Ya da arkadaşlıkla ilgili bugüne kadar anlattıklarımın hepsini unutalım ve şöyle diyelim, hayat değişiyor, insanlar değişiyor, ben değişiyorum. Değişme durumu sürekli devam eden bir şey. Ben ne insanların değişmemesini/değişmesini sağlayabilirim ne de kendi değişkenliğimi bastırabilirim. Bu da son sözümdür arkadaşlıkla ilgili…

6 yorum:

  1. ....belki hala saf bir şekilde inanıyorum dostluklarına… Çözemedim kendimi bu konuda.

    ...aslında kendimizi tanıyoruz...belki bi kaç fırsat veriyoruz dostlara...yenilen,hep hüsrana uğrasakta...sonuçta kazanan fırsat verenler olur....hakları kalmasın...
    dost olmadıkları çıksın ortaya....esen rüzgara göre hareket ettikleri netleşsin...

    en güzeli de;

    Dost olmak isteyenler olursa geri çevirecek değilim tabi ki.


    eline yüreğine sağlık....

    YanıtlaSil
  2. Çok güzel dedin. Esen rüzgara göre hareket ettikleri netleşsin, bekleyelim.

    Teşekkür ederim.

    YanıtlaSil
  3. üniversitenin erasmus olanaklarını araştırsana, ben saflığıma gitmedim, yabancı dili benden az birçok arkadaşım 1 ya da daha fazla yıllık erasmus deneyiminden sonra yüksek lisanslarını da yine o ülkelerde yaptılar.

    YanıtlaSil
  4. Dost saklayandır sırtlanandır paylaşandır. Dostluk iki dünyayı tutan bir yemin sonuna kadar sadakat sonuna kadar kefillik ve şahitliktir.
    Dostluk gören ve gösteren bir aynadır. Her dostluk dilini kendi kurar imtihanı ve icazeti kendindendir.
    Dostluk aynı yerde durmak değildir belki. Daha çok aynı yöne bakmak aynı yöne yönelmek ve yürümektir
    çok uzun yazdım ama dost olmak dileğiyle..

    YanıtlaSil
  5. @sidik yarıştıran kaplumbağa;

    Ben de geçen sene kazanıp da gitmemek gibi bir hata yaptım. :)
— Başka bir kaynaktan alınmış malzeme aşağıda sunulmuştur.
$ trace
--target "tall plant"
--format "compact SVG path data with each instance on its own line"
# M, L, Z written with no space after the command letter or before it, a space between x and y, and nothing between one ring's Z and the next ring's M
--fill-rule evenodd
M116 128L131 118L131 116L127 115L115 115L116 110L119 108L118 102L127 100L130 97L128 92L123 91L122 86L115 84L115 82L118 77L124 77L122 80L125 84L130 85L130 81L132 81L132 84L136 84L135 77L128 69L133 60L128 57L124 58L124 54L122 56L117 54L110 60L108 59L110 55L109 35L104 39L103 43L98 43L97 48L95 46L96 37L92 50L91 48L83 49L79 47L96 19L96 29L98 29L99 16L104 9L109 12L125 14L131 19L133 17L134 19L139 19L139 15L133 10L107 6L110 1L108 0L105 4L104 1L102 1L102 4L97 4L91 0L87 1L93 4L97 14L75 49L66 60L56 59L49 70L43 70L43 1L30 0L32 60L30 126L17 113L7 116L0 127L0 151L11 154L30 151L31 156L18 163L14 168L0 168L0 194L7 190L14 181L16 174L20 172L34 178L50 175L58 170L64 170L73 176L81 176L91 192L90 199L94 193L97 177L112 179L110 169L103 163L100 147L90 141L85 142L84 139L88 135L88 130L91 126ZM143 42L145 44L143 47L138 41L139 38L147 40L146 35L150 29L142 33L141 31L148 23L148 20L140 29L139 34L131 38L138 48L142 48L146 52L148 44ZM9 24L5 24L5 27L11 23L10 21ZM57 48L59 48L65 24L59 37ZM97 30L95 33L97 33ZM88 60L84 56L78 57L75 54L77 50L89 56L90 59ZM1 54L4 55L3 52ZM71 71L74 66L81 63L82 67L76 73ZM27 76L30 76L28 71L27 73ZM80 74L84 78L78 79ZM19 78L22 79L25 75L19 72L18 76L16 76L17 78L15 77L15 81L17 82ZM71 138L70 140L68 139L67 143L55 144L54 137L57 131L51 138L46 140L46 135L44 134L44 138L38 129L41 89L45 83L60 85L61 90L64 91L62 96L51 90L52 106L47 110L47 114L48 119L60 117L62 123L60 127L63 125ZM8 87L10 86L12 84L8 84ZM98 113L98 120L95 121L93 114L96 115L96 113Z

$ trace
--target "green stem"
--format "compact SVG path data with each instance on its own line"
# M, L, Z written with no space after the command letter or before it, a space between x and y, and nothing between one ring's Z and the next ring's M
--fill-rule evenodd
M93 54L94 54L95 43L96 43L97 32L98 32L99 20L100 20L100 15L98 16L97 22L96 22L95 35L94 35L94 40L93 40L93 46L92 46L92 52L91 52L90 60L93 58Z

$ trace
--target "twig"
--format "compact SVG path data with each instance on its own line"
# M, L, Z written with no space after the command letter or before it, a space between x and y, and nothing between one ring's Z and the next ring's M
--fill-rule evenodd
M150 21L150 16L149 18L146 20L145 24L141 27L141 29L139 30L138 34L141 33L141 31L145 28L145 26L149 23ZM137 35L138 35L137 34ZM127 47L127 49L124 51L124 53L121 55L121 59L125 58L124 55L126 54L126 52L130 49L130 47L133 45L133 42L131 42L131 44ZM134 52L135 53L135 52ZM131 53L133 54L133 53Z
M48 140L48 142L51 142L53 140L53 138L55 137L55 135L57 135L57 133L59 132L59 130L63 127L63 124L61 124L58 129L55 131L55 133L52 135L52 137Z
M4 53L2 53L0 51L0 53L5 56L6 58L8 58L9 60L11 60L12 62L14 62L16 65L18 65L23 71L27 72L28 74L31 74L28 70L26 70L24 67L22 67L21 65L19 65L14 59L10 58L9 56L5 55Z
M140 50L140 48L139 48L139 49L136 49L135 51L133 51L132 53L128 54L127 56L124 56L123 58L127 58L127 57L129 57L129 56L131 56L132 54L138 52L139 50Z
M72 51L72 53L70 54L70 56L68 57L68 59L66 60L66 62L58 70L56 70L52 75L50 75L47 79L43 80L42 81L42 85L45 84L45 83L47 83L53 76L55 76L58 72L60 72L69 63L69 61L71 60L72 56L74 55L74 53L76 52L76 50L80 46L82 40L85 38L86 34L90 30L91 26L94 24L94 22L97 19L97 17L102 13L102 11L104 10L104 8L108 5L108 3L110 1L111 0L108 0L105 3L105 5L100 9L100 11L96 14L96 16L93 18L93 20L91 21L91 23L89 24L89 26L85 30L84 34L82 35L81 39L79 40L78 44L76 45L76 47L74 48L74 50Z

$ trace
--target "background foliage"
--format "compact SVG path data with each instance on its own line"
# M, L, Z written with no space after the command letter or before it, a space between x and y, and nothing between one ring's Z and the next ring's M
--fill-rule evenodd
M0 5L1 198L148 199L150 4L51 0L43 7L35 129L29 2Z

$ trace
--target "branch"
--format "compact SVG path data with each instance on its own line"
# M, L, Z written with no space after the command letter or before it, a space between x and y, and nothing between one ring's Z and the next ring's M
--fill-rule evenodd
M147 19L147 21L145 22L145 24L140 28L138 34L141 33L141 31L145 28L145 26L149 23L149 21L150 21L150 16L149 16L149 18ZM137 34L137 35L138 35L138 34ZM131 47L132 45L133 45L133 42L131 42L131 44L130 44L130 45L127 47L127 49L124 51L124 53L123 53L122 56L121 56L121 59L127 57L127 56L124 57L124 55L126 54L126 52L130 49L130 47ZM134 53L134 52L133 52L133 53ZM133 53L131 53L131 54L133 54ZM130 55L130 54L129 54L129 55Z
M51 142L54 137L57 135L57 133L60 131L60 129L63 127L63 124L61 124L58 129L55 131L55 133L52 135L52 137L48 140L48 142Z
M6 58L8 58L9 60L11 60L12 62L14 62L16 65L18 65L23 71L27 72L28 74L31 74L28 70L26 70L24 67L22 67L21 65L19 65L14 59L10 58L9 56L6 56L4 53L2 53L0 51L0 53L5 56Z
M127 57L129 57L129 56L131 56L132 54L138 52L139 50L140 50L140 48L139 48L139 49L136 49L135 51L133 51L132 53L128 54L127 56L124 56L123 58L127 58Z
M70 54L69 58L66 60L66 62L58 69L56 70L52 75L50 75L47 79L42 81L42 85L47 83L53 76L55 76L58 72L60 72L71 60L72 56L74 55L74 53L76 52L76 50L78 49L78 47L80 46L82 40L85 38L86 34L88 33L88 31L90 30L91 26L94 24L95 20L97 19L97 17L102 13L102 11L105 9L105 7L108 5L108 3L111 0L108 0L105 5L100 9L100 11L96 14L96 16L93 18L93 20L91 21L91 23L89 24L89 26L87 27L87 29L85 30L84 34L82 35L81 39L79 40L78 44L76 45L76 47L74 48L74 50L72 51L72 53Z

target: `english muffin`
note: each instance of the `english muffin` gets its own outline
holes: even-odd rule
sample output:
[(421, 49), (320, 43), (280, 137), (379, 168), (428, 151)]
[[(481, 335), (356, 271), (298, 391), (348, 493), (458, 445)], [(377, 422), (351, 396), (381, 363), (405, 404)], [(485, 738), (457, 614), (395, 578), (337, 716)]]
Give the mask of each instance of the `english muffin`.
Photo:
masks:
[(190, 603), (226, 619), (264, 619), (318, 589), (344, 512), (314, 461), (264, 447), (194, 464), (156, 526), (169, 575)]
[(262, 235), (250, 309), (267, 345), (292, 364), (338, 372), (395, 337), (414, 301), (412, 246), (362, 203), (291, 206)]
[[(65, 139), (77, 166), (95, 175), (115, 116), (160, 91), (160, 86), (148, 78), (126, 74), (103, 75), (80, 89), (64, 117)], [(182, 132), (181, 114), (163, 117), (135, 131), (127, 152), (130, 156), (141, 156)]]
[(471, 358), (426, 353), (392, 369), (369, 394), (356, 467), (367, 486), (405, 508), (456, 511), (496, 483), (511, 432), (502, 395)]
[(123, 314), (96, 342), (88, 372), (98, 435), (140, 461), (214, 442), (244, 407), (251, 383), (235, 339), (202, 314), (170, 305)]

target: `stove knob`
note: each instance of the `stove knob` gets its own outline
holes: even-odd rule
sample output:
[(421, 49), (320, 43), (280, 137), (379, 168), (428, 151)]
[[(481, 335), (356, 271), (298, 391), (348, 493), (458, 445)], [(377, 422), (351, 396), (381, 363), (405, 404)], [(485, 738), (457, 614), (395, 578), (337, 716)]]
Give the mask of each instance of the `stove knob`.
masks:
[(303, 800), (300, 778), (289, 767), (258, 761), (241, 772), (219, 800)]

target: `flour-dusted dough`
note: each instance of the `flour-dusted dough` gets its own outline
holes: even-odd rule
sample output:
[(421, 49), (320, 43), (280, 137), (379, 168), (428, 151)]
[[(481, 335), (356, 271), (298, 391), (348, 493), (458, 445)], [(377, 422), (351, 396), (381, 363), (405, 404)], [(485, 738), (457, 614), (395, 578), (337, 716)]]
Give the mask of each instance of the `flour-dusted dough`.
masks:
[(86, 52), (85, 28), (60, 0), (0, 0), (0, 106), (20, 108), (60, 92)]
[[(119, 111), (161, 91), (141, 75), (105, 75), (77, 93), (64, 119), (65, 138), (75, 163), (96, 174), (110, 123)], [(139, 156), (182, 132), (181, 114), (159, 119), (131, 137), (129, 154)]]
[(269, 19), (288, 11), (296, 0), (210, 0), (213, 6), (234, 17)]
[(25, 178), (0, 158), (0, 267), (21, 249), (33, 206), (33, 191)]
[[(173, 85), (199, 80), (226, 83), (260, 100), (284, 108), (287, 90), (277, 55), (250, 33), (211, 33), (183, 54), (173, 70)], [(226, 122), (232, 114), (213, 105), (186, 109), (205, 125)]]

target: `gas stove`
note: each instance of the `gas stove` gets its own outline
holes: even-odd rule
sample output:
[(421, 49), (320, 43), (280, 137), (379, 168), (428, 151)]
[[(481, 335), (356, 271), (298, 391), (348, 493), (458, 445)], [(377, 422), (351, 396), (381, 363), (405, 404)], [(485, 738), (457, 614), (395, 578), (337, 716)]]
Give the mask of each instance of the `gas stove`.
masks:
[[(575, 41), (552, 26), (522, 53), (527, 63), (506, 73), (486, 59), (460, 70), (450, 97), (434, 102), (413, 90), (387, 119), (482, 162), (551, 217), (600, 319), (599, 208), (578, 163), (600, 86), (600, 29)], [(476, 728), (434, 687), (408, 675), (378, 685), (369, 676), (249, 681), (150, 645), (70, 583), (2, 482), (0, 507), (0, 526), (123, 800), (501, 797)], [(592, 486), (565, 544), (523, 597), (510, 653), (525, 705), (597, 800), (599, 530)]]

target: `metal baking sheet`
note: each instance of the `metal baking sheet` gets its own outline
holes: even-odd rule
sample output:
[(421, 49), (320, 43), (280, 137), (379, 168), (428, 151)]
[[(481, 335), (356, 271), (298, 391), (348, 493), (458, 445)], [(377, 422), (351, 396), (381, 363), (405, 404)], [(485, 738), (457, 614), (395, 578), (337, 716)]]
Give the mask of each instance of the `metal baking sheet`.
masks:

    Ama bu sene tekrar girdim sınava, Litvanya'ya gidiyorum seneye Erasmus ile.

    O yüzden benim de aklımda var şu anda, gittiğim üniversitede burslu yüksek lisans için yer edinmeye çalışacağım. Umarım istediğim gibi tüm durumlar.

    @samira;

    Çok teşekkür ederim. Bu arkadaşlık ve dostluk ile ilgili düşüncelerimi noktaladığım yazıya bir nokta da sen koydun. Çok hoş bir nokta oldu hatta.

    Tanımlamaların o kadar doğru ki diyecek bir şey bulamıyorum.

    Dost olmak dileğiyle...

    YanıtlaSil
  6. Dostluk konusunda sessiz kalıyorum. :P

    Şarkılar gizemli... İçinde insan sesi barındırmayanlar daha gizemli... Klasik müzikçilerin hayatlarını izlediğimiz zaman da görüyoruz, her bir notanın ne kadar derin anlamı var!